Pay-TV Declines: How Long Can Cable Hold On?
The number of Americans who pay for traditional cable is declining, says a research forecast from TDG-The Diffusion Group that claims subscriptions that peaked at nearly 101 million in 2011 will slide to fewer than 95 million by 2017. Notes Jeff John Roberts on this 5-percent decline, “The price of cable bundles is climbing ever higher at the same time as a bevy of new distribution options is increasing consumer frustration at having to purchase channels they don’t want. Meanwhile, a rising generation of ‘cord-nevers’ thinks buying a cable package to watch one show makes as much sense as buying a CD to hear a single song.” However, cable still holds the trump cards of premium content and sports along with password-protected TV Everywhere advances and advanced business broadband offerings. For now, OTT providers are struggling to beat that winning hand.

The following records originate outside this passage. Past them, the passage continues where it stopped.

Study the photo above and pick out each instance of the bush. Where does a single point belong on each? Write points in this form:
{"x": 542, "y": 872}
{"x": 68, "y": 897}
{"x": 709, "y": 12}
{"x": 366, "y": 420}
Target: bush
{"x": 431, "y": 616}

CES Wrap-Up: More Is More, But Is Hardware The Future?
The largest CES in the show’s history concluded last week, with more than 3,250 exhibitors unveiling some 20,000 new products in 15 product categories to more than 150,000 global attendees. In video displays, LG featured its touchscreen Ultra HD, Sony launched the first Ultra HD OLED display, Samsung featured its bendable OLED and Hisense launched its transparent 3DTV. Other products that could be adopted by service providers and consumers alike include multidevice connectivity from Ultraviolet, near field communications from LG and Sony, and Samsung’s smart TVs with voice recognition. However, should hardware be the main focus of CES moving forward? Nick Dillon, Ovum’s senior device analyst, doesn’t think so: "The show’s continuing focus on hardware is making it look increasingly dated, as the majority of innovation is now happening in software and services rather than in hardware design." This apparently will reflect in operators purchasing more software-upgradable gear and less equipment that would require a complete changeout periodically.